3-(2-(1H-Benzo[d]imidazol-2-ylthio)acetamido)-N-ethyl-N-phenyl-benzamide (W20)

M.pt. °C: 216–219; Rf value: 0.42; % yield: 83.22; IR: 3096 (C–H str.), 1598 (C=C str.), 1336 (N=CH str.), 1304 (C–N str.), 1664 (–CONH str.), 701 (C–S str.), 2932 (C–H str., CH3), 2826 (C–H str., N–CH3), 2915 (C–H str., –CH2–); 1H-NMR: 7.12–8.33 (m, 13H, Ar–H), 4.31 (s, 1H, NH of imidazole), 7.82 (s, 2H, (CONH)2), 2.51 (q, 2H, CH2); 13C-NMR: 36.1, 119.7, 119.7, 121.4, 123.1, 124.2, 129.0, 131.3, 139.0, 149.7, 166.4, 167.0; Mol. Formula C24H22N4O2S; Elem. Anal. Calcd. C, 66.96; H, 5.15; N, 13.01; Found C, 66.93; H, 5.19; N, 13.04; MS: m/z 431 [M++1].

1H-Benzo[d]imidazol-2-yl2-(2-(2-bromo-3-phenylallylidene)hydrazinyl)ethanethioate (Z24)

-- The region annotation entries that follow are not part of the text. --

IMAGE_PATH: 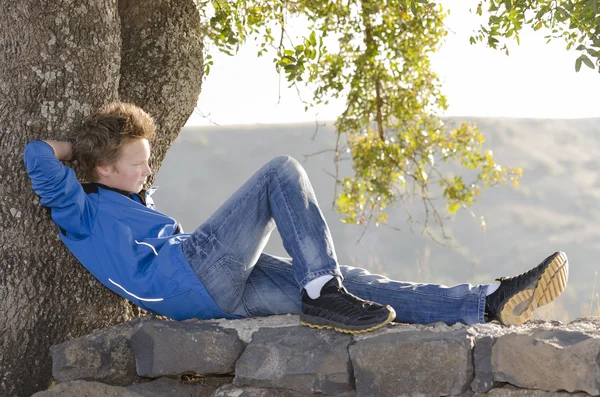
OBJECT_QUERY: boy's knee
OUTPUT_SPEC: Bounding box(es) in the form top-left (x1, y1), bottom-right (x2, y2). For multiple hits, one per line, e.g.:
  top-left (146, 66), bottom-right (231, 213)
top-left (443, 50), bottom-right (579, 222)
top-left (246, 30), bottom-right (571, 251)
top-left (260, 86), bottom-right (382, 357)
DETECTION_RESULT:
top-left (269, 155), bottom-right (302, 170)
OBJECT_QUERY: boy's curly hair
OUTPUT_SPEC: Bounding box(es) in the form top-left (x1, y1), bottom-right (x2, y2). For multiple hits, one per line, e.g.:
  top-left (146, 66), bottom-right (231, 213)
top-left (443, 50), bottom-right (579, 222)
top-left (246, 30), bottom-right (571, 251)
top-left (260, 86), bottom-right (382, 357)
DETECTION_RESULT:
top-left (73, 102), bottom-right (156, 181)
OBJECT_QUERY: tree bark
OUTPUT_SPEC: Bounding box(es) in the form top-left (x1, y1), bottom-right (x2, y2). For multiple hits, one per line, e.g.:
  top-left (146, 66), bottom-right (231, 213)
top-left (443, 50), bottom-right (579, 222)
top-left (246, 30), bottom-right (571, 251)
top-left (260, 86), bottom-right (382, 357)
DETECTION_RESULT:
top-left (0, 0), bottom-right (202, 397)
top-left (119, 0), bottom-right (204, 178)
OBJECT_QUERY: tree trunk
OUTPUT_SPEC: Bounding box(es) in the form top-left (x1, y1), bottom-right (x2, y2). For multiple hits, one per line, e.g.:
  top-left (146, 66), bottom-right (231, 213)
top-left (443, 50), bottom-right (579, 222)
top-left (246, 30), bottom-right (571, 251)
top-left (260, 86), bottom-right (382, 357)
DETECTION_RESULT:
top-left (119, 0), bottom-right (204, 176)
top-left (0, 0), bottom-right (202, 397)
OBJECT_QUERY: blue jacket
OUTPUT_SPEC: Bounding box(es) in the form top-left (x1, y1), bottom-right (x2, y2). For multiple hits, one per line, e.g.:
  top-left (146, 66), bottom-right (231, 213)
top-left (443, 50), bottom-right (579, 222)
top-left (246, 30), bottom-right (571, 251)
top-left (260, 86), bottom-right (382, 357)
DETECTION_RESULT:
top-left (24, 140), bottom-right (233, 320)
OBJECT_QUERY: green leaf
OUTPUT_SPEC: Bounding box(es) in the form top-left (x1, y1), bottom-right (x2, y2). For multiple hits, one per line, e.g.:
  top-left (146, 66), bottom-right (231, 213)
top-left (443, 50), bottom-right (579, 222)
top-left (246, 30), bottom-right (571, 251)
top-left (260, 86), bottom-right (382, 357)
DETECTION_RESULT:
top-left (579, 54), bottom-right (594, 69)
top-left (448, 203), bottom-right (460, 214)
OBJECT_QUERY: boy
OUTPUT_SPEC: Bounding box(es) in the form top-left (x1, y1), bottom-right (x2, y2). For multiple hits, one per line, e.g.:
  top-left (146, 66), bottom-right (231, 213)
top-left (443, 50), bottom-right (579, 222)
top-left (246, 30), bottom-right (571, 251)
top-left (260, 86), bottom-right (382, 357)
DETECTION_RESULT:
top-left (24, 103), bottom-right (568, 333)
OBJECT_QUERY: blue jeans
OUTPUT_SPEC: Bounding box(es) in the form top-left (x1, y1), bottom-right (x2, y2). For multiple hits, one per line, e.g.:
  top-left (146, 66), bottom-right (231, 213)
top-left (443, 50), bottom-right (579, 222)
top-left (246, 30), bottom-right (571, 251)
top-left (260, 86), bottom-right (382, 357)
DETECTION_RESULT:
top-left (182, 156), bottom-right (486, 324)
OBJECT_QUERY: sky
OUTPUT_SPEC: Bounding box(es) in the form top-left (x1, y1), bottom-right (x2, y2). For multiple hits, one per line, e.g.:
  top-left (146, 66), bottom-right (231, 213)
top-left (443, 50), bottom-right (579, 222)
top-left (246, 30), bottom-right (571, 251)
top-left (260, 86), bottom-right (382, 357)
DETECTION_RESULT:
top-left (186, 0), bottom-right (600, 126)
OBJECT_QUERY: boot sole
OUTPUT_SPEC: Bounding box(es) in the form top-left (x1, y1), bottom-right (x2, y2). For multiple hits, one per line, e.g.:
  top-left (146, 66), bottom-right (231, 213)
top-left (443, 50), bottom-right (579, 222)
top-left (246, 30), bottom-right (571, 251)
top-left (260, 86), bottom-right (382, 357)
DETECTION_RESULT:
top-left (498, 252), bottom-right (569, 325)
top-left (300, 307), bottom-right (396, 334)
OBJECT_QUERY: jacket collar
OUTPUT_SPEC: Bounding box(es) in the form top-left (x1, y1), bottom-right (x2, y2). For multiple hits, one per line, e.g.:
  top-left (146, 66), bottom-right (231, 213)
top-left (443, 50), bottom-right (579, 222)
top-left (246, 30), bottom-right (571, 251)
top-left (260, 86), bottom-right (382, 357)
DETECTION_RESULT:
top-left (83, 182), bottom-right (148, 206)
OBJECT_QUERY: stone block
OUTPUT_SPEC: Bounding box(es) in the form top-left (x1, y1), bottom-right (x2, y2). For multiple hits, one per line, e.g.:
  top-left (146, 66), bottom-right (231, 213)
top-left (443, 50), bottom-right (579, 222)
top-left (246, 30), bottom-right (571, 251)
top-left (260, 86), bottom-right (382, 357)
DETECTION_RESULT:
top-left (492, 329), bottom-right (600, 395)
top-left (32, 380), bottom-right (142, 397)
top-left (471, 336), bottom-right (494, 393)
top-left (33, 378), bottom-right (216, 397)
top-left (475, 385), bottom-right (589, 397)
top-left (50, 321), bottom-right (139, 386)
top-left (212, 385), bottom-right (356, 397)
top-left (350, 327), bottom-right (473, 397)
top-left (126, 378), bottom-right (217, 397)
top-left (131, 320), bottom-right (244, 378)
top-left (233, 326), bottom-right (353, 395)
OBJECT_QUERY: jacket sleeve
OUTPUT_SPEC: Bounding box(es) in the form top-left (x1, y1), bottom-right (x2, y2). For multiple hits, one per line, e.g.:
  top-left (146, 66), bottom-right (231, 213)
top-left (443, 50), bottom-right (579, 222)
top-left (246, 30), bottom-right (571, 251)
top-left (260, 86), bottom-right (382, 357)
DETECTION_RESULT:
top-left (23, 140), bottom-right (95, 239)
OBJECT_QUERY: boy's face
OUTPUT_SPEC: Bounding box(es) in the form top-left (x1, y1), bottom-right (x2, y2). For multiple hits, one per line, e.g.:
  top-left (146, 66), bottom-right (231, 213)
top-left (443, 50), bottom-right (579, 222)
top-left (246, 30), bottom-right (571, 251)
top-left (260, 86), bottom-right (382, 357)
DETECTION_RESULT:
top-left (96, 139), bottom-right (152, 193)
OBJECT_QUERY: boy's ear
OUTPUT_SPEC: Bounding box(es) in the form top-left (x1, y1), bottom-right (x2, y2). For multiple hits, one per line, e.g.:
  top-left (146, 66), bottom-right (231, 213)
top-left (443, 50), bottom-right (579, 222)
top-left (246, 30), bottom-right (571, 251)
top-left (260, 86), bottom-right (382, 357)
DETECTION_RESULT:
top-left (96, 164), bottom-right (113, 176)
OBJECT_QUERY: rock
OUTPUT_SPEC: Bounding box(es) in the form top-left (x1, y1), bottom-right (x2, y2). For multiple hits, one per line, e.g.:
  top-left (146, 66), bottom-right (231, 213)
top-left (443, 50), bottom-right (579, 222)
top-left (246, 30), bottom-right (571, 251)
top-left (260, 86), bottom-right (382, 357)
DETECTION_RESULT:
top-left (475, 385), bottom-right (589, 397)
top-left (32, 380), bottom-right (143, 397)
top-left (350, 327), bottom-right (473, 397)
top-left (127, 378), bottom-right (217, 397)
top-left (131, 320), bottom-right (244, 378)
top-left (50, 320), bottom-right (139, 386)
top-left (492, 329), bottom-right (600, 395)
top-left (212, 385), bottom-right (310, 397)
top-left (212, 385), bottom-right (356, 397)
top-left (233, 326), bottom-right (352, 395)
top-left (471, 336), bottom-right (494, 393)
top-left (29, 378), bottom-right (216, 397)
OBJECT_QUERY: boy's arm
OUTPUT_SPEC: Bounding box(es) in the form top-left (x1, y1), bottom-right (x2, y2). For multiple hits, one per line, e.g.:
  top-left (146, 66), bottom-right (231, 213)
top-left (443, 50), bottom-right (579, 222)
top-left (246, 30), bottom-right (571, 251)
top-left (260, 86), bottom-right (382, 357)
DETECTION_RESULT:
top-left (23, 140), bottom-right (95, 239)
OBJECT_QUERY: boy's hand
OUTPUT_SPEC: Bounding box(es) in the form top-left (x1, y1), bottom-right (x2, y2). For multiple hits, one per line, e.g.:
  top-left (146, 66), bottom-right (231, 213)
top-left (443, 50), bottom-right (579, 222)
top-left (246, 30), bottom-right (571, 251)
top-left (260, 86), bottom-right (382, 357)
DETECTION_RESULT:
top-left (44, 138), bottom-right (75, 161)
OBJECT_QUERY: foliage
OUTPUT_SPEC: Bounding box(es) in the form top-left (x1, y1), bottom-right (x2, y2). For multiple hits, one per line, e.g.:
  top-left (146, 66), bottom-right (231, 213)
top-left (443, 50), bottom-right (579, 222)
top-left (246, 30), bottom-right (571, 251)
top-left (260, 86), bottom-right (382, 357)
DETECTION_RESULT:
top-left (193, 0), bottom-right (598, 238)
top-left (470, 0), bottom-right (600, 72)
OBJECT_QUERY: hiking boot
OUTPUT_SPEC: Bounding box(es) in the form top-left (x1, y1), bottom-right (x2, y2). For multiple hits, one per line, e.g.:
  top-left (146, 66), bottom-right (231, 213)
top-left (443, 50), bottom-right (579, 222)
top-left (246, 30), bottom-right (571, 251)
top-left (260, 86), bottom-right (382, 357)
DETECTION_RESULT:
top-left (485, 252), bottom-right (569, 325)
top-left (300, 277), bottom-right (396, 334)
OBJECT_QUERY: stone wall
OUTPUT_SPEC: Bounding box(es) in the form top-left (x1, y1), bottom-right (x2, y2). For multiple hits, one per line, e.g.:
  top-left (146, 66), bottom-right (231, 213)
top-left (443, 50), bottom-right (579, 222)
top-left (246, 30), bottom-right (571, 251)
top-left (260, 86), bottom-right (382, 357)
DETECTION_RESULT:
top-left (34, 315), bottom-right (600, 397)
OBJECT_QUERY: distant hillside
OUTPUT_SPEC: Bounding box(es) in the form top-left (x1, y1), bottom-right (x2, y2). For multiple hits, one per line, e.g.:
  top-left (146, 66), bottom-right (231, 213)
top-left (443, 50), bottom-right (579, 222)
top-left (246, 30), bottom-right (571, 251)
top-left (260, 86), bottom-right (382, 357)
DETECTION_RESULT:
top-left (155, 118), bottom-right (600, 321)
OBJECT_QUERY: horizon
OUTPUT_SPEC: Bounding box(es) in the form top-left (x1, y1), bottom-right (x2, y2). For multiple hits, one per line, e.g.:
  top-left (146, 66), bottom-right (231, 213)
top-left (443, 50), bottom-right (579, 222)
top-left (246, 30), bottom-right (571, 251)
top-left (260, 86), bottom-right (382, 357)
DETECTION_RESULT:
top-left (186, 0), bottom-right (600, 126)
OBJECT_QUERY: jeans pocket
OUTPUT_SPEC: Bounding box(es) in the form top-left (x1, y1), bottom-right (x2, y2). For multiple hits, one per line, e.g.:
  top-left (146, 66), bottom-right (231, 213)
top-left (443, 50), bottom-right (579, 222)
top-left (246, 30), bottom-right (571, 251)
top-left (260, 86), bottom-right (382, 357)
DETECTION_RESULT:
top-left (198, 254), bottom-right (248, 314)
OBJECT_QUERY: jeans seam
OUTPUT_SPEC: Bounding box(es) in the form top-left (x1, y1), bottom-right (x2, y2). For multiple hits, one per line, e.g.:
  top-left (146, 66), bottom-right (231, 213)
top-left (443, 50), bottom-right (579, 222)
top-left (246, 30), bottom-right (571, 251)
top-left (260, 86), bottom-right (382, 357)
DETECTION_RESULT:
top-left (477, 286), bottom-right (487, 324)
top-left (300, 269), bottom-right (344, 289)
top-left (186, 171), bottom-right (274, 254)
top-left (268, 171), bottom-right (300, 260)
top-left (207, 171), bottom-right (274, 240)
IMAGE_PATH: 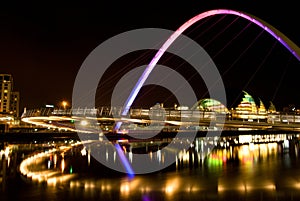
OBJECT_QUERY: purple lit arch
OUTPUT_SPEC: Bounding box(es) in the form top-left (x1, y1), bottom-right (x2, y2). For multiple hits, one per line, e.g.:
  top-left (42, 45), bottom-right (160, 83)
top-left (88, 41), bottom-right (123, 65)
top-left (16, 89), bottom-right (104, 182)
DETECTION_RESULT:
top-left (114, 9), bottom-right (300, 130)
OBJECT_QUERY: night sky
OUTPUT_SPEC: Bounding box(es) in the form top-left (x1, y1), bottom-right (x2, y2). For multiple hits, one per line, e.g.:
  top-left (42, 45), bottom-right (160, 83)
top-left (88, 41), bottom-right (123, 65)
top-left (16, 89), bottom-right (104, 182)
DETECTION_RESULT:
top-left (0, 0), bottom-right (300, 113)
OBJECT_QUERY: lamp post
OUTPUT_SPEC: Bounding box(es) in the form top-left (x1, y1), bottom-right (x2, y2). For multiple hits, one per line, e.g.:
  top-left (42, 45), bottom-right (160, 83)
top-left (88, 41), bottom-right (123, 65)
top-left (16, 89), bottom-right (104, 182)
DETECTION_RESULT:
top-left (61, 101), bottom-right (68, 110)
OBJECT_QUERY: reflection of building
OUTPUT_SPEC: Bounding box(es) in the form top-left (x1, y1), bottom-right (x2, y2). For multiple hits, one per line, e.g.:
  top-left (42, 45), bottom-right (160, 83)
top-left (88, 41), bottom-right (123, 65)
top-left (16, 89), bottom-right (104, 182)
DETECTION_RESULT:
top-left (0, 74), bottom-right (20, 132)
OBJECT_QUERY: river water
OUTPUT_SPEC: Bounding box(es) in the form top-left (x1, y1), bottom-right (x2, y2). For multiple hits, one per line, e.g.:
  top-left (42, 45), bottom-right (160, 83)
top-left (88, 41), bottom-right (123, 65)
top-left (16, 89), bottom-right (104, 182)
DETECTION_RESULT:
top-left (0, 135), bottom-right (300, 201)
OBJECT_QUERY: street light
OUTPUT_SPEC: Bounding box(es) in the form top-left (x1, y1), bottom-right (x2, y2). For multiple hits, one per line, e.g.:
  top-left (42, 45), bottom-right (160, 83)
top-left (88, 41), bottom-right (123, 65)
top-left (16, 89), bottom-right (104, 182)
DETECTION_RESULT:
top-left (61, 101), bottom-right (68, 110)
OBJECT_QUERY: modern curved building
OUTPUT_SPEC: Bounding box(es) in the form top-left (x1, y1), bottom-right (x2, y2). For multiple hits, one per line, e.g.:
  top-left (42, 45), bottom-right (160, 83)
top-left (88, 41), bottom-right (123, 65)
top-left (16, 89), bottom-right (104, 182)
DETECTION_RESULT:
top-left (194, 98), bottom-right (229, 114)
top-left (231, 91), bottom-right (268, 121)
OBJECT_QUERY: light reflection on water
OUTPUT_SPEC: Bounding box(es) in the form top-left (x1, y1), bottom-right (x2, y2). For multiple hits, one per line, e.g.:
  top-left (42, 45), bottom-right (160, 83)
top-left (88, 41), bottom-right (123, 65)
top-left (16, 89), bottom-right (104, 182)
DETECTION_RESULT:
top-left (1, 134), bottom-right (300, 201)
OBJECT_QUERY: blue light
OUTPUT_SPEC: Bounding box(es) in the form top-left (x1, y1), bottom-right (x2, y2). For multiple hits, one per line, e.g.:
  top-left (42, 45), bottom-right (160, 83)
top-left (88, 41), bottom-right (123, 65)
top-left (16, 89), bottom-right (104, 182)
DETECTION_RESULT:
top-left (115, 143), bottom-right (134, 178)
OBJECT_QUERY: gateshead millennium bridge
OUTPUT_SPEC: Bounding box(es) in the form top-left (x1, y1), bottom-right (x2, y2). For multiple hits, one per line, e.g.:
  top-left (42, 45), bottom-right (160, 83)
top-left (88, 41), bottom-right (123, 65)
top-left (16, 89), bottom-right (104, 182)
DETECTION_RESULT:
top-left (18, 9), bottom-right (300, 133)
top-left (22, 92), bottom-right (300, 133)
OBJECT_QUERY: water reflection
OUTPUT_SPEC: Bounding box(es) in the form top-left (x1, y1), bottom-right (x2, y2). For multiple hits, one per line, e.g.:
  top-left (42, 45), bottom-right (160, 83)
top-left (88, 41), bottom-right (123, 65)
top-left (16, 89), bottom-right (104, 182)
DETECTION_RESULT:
top-left (1, 136), bottom-right (300, 201)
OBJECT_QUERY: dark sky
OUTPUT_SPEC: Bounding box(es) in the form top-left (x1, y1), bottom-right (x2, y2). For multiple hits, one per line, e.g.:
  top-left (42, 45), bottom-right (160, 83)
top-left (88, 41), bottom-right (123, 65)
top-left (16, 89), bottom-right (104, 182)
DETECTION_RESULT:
top-left (0, 0), bottom-right (300, 110)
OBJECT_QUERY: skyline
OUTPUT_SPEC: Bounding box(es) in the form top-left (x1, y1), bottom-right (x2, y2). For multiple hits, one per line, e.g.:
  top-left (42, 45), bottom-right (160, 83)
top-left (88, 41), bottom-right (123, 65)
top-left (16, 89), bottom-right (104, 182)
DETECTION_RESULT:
top-left (0, 2), bottom-right (300, 111)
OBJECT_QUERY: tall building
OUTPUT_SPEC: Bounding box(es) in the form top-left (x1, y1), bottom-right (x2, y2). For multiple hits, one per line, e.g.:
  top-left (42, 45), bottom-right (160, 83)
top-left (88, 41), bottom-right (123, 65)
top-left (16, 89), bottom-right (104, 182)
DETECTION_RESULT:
top-left (0, 74), bottom-right (20, 118)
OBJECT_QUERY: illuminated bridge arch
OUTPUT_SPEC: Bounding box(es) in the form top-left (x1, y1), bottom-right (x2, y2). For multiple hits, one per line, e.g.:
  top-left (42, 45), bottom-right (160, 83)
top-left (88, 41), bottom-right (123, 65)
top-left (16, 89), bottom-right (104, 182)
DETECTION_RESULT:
top-left (115, 9), bottom-right (300, 130)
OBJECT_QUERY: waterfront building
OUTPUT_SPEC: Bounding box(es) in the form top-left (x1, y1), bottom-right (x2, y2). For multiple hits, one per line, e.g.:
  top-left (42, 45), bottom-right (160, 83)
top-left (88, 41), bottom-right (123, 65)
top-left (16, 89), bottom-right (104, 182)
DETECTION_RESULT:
top-left (0, 74), bottom-right (20, 130)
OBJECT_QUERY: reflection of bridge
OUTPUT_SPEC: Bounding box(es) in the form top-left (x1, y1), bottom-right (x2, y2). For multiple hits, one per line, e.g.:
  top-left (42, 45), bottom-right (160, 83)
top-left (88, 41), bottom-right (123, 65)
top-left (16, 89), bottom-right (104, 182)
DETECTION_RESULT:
top-left (22, 107), bottom-right (300, 133)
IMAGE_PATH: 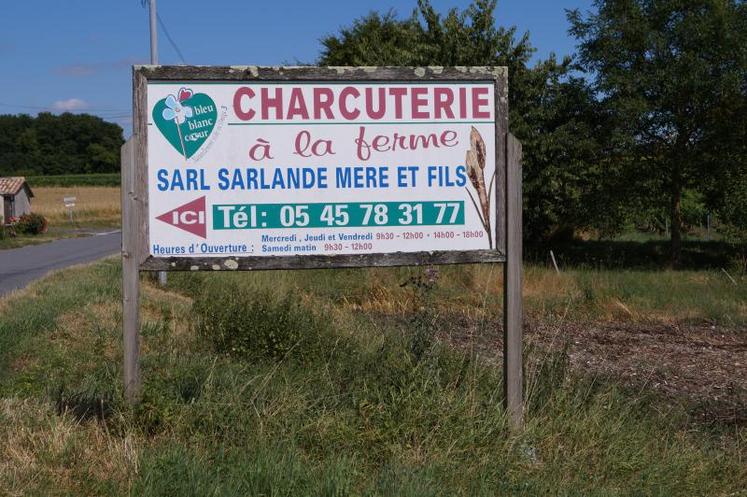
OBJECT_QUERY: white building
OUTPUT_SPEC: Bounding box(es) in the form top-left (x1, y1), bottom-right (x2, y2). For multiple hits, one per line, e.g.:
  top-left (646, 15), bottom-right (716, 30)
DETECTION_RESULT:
top-left (0, 176), bottom-right (34, 223)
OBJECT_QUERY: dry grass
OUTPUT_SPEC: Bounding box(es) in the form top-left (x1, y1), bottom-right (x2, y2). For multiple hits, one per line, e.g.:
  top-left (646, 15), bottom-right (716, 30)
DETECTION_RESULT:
top-left (31, 186), bottom-right (120, 226)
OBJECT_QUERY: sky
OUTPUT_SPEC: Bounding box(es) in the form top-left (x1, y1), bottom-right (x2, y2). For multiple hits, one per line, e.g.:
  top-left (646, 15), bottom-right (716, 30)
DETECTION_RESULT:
top-left (0, 0), bottom-right (591, 136)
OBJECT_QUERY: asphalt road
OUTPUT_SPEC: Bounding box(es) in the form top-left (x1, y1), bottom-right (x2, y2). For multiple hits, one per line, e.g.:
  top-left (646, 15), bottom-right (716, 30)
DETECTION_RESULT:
top-left (0, 231), bottom-right (122, 295)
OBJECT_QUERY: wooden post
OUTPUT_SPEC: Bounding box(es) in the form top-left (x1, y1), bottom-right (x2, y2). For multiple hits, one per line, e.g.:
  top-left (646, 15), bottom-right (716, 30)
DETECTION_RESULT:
top-left (499, 133), bottom-right (524, 429)
top-left (121, 136), bottom-right (140, 404)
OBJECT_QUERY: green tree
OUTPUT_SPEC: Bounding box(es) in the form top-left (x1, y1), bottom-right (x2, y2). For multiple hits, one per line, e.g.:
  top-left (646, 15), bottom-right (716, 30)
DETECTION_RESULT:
top-left (318, 0), bottom-right (619, 239)
top-left (568, 0), bottom-right (747, 266)
top-left (0, 112), bottom-right (123, 176)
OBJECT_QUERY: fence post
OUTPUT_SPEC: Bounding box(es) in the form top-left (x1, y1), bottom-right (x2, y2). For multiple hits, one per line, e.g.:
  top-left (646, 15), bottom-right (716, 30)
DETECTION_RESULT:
top-left (503, 133), bottom-right (524, 429)
top-left (121, 136), bottom-right (140, 404)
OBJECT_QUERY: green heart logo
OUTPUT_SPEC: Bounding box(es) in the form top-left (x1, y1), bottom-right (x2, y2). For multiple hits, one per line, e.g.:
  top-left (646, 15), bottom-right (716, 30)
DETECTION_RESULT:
top-left (153, 88), bottom-right (218, 159)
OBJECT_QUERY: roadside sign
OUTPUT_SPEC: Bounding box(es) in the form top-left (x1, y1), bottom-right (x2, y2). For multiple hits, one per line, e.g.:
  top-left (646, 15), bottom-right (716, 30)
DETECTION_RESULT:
top-left (122, 66), bottom-right (522, 426)
top-left (136, 68), bottom-right (506, 270)
top-left (62, 197), bottom-right (77, 224)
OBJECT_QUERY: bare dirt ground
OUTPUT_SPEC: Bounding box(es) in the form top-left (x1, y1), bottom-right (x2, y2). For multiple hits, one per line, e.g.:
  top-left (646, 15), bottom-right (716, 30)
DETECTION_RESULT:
top-left (440, 317), bottom-right (747, 425)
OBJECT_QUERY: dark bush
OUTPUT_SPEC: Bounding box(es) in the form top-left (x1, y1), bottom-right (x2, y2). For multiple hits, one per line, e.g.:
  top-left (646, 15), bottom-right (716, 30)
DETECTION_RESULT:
top-left (15, 212), bottom-right (47, 235)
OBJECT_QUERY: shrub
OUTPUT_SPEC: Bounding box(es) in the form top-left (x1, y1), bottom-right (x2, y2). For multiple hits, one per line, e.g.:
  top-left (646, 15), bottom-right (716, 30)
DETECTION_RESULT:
top-left (193, 285), bottom-right (328, 360)
top-left (15, 212), bottom-right (47, 235)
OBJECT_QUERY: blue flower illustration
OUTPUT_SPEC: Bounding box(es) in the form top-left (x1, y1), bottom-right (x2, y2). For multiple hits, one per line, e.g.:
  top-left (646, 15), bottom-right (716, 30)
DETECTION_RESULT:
top-left (163, 95), bottom-right (192, 124)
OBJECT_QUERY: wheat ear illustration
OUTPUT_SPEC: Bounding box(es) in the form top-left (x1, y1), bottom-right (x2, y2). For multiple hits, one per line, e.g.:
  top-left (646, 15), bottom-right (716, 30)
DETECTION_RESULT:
top-left (465, 126), bottom-right (495, 248)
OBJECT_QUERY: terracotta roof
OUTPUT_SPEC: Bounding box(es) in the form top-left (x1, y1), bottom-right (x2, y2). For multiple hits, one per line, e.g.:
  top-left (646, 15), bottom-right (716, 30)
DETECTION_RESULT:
top-left (0, 176), bottom-right (26, 195)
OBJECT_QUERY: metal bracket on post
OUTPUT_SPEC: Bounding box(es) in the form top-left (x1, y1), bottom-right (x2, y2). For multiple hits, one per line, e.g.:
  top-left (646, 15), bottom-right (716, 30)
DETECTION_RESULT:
top-left (503, 133), bottom-right (524, 429)
top-left (121, 136), bottom-right (140, 404)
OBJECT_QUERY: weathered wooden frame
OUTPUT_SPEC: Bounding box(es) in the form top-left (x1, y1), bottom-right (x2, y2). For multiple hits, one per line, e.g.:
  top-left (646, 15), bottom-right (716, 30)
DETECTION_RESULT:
top-left (122, 65), bottom-right (523, 427)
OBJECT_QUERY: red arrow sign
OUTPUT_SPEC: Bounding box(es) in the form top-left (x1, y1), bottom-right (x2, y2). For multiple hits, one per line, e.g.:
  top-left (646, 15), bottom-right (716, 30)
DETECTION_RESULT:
top-left (156, 196), bottom-right (207, 238)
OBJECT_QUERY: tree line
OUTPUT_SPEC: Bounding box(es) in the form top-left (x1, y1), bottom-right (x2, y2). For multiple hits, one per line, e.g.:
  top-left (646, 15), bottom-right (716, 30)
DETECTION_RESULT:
top-left (318, 0), bottom-right (747, 265)
top-left (0, 112), bottom-right (124, 176)
top-left (0, 0), bottom-right (747, 265)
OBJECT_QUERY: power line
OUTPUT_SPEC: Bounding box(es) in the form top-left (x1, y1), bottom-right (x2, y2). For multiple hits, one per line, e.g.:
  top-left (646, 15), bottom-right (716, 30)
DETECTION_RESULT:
top-left (140, 0), bottom-right (187, 64)
top-left (156, 14), bottom-right (187, 64)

M.pt. °C: 160–163; Rf value: 0.51; % yield: 78.68; IR: 3087 (C–H str.), 1601 (C=C str.), 1713 (–CO str.), 1354 (C=N str.), 1337 (C–N str.), 1176 (N–N str., hydrazide), 694 (C–S str.), 2843 (C–H str., –CH2–), 684 (C–Br str.), 1623 (conjugated C=C and phenyl subst. C=C); 1H-NMR: 7.13–7.94 (m, 9H, Ar–H), 7.06 (s, 1H, NH of imidazole), 2.00 (s, 2H, CH2), 7.06 (s, 1H, NH), 12.55 (s, 1H, N=CH), 7.19 (s, 1H, Br–C=CH); 13C-NMR: 109.4, 122.1, 123.8, 128.6, 128.9, 130.5, 131.3, 132.2, 132.8, 150.1, 187.8; Mol. Formula C18H15N4OSBr; Elem. Anal. Calcd. C, 52.06; H, 3.64; N, 13.49; Found C, 52.02; H, 3.68; N, 13.45; MS: m/z 416 [M++1].

Molecular docking

Preparation of ligand structure

The ligand structures of the data set were prepared by LigPrep module of Schrodinger v11.5. To give the best results, the structures that are docked must be good representations of the actual ligand structures as they would appear in a protein–ligand complex. This means that for Glide docking the structure must meet the following conditions. They must be three-dimensional (3D) form. Glide only modifies the torsional internal coordinates of the ligand during docking, so the rest of the geometric parameters must be optimized beforehand. They must each consist of a single molecule that has no covalent bonds to the receptor, with no accompanying fragments, such as counter ions and solvent molecules. They must have all their hydrogen (filled valences). They must have an appropriate protonation state for physiological pH values (around 7) [22, 23].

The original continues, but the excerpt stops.